中でも要件が定まっていなかったり、仕様変更に柔軟に対応できるスクラム開発は、近年注目されている開発手法の1つでしょう。

本記事では、スクラム開発におけるスプリントの概要から、スプリントのメリット・デメリットなどを解説します。

スクラム開発におけるスプリントとは

スクラム開発におけるスプリントとは

まず、以下の2点の用語について解説します。

  • スクラム開発とは

  • スプリントとは

スクラム開発とは

スクラム開発とは、アジャイル開発の手法の1つで、チームを構成し役割やタスクを分散する開発です。

スポーツのラグビー用語から、スクラム開発と呼ばれます。

チーム全体で開発を進め、それぞれがほかの作業を支えていることが多く、チームワークの根源となるコミュニケーションが欠かせません。
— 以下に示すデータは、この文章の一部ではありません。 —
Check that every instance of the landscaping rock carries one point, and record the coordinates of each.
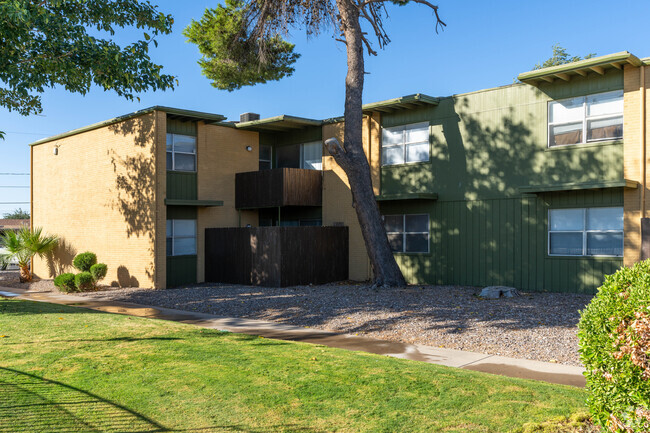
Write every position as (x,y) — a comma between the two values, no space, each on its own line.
(496,292)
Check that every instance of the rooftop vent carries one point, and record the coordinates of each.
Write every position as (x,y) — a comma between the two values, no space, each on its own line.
(247,117)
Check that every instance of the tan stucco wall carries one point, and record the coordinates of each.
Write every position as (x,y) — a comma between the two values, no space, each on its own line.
(633,160)
(99,194)
(337,198)
(221,152)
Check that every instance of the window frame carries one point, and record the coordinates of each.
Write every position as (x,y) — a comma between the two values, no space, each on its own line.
(404,144)
(585,120)
(584,232)
(404,233)
(173,152)
(173,238)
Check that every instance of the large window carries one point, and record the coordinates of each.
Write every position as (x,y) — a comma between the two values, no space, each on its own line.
(408,233)
(305,155)
(586,119)
(181,237)
(585,232)
(181,152)
(403,144)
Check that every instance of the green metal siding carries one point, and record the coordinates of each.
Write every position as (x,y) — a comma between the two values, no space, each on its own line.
(181,185)
(503,242)
(488,143)
(181,270)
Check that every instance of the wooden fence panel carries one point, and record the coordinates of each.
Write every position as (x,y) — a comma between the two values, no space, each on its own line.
(276,256)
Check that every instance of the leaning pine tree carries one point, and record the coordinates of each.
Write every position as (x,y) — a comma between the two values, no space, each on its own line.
(241,43)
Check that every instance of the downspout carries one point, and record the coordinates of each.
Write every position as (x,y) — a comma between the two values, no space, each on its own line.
(643,142)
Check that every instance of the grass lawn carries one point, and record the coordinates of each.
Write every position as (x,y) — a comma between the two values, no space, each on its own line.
(69,369)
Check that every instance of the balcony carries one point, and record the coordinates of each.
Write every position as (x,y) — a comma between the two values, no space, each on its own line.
(278,187)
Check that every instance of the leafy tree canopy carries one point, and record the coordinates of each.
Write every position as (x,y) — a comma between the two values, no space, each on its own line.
(46,43)
(561,57)
(232,58)
(17,214)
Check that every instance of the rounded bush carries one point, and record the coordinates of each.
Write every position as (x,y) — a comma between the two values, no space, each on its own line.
(98,271)
(65,283)
(84,261)
(614,333)
(84,281)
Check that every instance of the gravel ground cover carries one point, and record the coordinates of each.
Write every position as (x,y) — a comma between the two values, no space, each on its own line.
(537,326)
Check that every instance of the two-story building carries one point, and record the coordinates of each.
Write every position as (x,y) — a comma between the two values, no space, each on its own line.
(540,185)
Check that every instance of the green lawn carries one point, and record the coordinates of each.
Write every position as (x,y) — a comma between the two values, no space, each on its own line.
(71,369)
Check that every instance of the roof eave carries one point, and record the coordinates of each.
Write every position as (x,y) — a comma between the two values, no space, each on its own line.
(582,67)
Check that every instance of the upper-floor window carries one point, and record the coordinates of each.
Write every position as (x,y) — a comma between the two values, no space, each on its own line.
(403,144)
(181,152)
(585,119)
(408,233)
(594,231)
(265,157)
(305,155)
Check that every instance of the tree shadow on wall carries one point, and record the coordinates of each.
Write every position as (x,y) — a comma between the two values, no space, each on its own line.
(134,190)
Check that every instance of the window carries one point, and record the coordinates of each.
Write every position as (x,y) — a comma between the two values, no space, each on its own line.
(408,233)
(585,232)
(181,237)
(265,157)
(586,119)
(181,152)
(306,155)
(403,144)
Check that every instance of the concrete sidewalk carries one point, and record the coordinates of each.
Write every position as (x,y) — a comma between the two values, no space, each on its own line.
(513,367)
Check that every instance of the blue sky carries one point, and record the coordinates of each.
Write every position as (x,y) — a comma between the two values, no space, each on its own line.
(485,44)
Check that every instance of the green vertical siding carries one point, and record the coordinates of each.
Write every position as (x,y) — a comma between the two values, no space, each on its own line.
(181,185)
(181,270)
(503,242)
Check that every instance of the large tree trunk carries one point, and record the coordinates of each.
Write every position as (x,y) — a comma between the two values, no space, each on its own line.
(352,159)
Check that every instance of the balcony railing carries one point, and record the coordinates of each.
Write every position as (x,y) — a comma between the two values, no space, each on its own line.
(278,187)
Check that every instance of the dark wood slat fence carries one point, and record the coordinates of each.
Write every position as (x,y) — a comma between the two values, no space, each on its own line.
(276,256)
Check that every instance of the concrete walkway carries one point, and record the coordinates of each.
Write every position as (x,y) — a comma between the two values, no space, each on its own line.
(545,371)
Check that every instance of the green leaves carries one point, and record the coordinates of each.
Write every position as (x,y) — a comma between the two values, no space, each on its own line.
(232,57)
(46,44)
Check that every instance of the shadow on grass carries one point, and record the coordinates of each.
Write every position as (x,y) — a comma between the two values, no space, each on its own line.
(30,403)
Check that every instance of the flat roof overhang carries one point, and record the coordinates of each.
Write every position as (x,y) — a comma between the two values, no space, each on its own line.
(536,189)
(408,196)
(197,203)
(401,103)
(173,113)
(598,65)
(283,123)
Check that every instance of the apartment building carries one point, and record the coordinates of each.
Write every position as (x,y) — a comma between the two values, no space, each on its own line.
(540,185)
また、それぞれが役割を持って開発に取り組めるため、さまざまな作業を同時進行的に進められ、効率化をはかれます。

スプリントとは

スプリントとは、スクラム開発の基準となる考え方で、プロジェクトを項目ごとに分けて小単位に区切ったものを言います。

アジャイル開発は数週間程度でリリースでき、修正や追加がしやすい分、連日業務の修正を行う場合が少なくありません。

そのためスプリントで、1週間から2週間を基準にタイムボックスという期間を構築し、タイムボックスごとに仕様設計や開発・リリースの行程を繰り返して開発を行います。

スクラムスプリントを活用するメリット

スクラムスプリントを活用するメリット

スクラムスプリントを活用するメリットは、主に以下の3点が挙げられます。

  • 短期間でリリースできる

  • 仕様変更やトラブルに対応しやすい

  • テスト・フィードバックがスムーズに進む

短期間でリリースできる

スクラムスプリントは期間ごとに目標を決めるため、作業モチベーションが向上し、短期間のシステムリリースがしやすくなります。

スクラムスプリントの目標設定により、スプリントの作業内容の意味を明確にした状態で作業ができるため、モチベーションも維持しやすく、チーム内での認識の違いも防げます。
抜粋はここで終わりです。